I have been on a World War II history kick lately. This kick continues with my most recent read – Joseph A. Springer’s Inferno: The Epic Life and Death Struggle of the USS Franklin in World War II. It is an oral history that follows the USS Franklin(a fleet aircraft carrier) from the laying of its keel in Newport News, Virginia to its battles during World War II.
I normally do not like oral histories because many times they are choppy – the first-hand accounts are not normally interwoven with the narrative very well. However, this book is the rare exception. Springer provides an excellent framework of the ship’s history in the narrative. He then fills in the personal details with the oral history. Springer’s writing style is light and easy to read.
The most gripping parts of the book are the accounts of the crew’s fight for the Franklin’s survival in one instance (the ship was hit by a kamikaze on October 30, 1944 that caused enough damage to require repairs in the mainland U.S.) and fighting to contain damage in another (it was hit again on March 18, 1945 by one bomb that caused cataclysmic damage). The stories are interesting and engaging. For example, many of the survivors describe where they were when the bomb hit the ship and how they either left the ship or fought to control the fires raging below the decks.
In addition to the survivors’ stories from the March 18 attack, Springer includes the accounts of other sailors on neighboring ships. These accounts include the heroic efforts of several ship captains (particularly that of Captain Fritz of the USS Santa Fe) to help the stricken Franklin and the hundreds of Franklin sailors that were in the water. Fritz’s seamanship allowed hundreds of sailors to transfer from the Franklin to the Santa Fe without touching the water (thus avoiding the perils of floating in freezing water).
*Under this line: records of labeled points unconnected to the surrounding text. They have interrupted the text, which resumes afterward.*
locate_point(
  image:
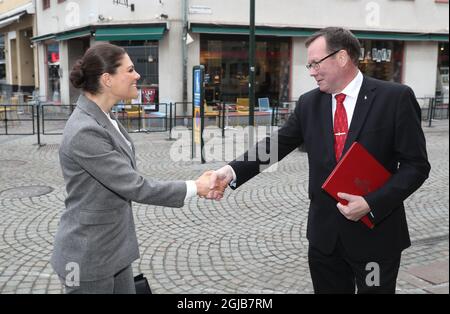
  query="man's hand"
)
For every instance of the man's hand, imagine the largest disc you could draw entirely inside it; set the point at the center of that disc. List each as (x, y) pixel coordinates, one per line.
(356, 208)
(203, 183)
(219, 181)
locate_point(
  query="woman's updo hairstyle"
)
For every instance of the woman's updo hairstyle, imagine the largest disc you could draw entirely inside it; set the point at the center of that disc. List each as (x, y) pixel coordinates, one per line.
(99, 59)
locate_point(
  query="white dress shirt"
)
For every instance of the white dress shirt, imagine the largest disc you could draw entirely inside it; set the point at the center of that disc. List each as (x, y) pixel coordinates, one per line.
(351, 92)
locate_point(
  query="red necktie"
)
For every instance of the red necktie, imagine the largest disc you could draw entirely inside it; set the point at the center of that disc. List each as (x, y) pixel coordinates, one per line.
(340, 126)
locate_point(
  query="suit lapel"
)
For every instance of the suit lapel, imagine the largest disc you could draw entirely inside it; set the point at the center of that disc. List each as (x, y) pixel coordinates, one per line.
(93, 110)
(327, 124)
(127, 136)
(364, 102)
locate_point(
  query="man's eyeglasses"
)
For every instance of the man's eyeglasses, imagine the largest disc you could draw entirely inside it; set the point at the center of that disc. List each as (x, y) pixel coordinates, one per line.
(316, 65)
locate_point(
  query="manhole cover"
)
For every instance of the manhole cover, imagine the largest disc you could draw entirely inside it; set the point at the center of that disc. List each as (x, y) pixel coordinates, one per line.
(8, 164)
(26, 191)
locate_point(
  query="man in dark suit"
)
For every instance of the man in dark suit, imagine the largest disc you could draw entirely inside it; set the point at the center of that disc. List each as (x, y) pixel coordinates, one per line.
(346, 107)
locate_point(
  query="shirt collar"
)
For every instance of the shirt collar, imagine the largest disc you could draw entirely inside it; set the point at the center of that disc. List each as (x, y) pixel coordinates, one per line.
(352, 89)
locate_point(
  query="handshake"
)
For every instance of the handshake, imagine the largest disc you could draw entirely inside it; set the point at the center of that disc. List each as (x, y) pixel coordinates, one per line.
(212, 184)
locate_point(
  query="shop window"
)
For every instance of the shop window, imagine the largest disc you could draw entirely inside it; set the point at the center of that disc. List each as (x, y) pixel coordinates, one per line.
(2, 60)
(45, 4)
(53, 73)
(227, 69)
(144, 55)
(382, 59)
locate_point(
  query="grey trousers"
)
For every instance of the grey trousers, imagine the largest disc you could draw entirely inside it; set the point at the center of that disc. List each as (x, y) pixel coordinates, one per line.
(120, 283)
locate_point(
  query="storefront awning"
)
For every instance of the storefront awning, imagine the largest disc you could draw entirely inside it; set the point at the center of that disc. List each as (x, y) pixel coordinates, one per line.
(401, 36)
(304, 32)
(148, 32)
(244, 30)
(9, 20)
(42, 37)
(76, 33)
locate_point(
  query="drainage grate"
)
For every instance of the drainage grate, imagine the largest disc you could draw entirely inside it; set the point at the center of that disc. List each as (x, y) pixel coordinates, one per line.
(11, 164)
(26, 191)
(49, 147)
(430, 240)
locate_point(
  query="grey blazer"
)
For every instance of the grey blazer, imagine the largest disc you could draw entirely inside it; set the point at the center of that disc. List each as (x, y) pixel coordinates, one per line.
(96, 229)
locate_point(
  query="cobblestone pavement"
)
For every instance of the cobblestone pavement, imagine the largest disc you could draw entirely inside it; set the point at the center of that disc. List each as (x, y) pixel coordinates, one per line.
(253, 241)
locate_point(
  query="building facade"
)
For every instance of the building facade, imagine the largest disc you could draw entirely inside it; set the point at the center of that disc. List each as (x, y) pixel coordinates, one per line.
(404, 41)
(17, 59)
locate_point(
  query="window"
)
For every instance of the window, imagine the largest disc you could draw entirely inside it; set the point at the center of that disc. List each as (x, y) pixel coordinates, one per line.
(45, 4)
(382, 59)
(225, 58)
(144, 55)
(2, 60)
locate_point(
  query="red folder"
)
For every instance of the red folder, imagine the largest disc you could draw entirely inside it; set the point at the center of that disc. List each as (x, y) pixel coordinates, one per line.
(357, 173)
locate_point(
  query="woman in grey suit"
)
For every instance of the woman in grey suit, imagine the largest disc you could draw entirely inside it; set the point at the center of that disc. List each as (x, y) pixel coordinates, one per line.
(96, 240)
Springer also discusses a black episode after the March 18 disaster – Captain Gehres’ (captain of the Franklin) claims of dereliction of duty against the hundreds of officers and sailors who abandoned ship during the fire that raged in the ship. Many of these men had no other choice but to abandon ship or be killed. Others, in the confusion, thought they were ordered to abandon ship. Springer describes how this accusation from Gehres scarred the consciences of hundreds of brave men who fought for their country, but were ostracized for their “supposed” cowardly act.
Finally, Springer’s descriptions and first-hand accounts of the daily operations on a World War II aircraft carrier are fascinating. The little details of how an aircraft carrier operated are fascinating. For example, Springer talks about how the pilots landed on the carrier. Many times their arresting hooks did not catch a wire and a barrier net was needed to catch the aircraft. Although this saved the pilot and the plane, it also cost a lot of aircraft engines because they were ruined when the props hit the net.
This book is an excellent oral history describing one of the U.S. Navy’s finest hours in saving one of its ships.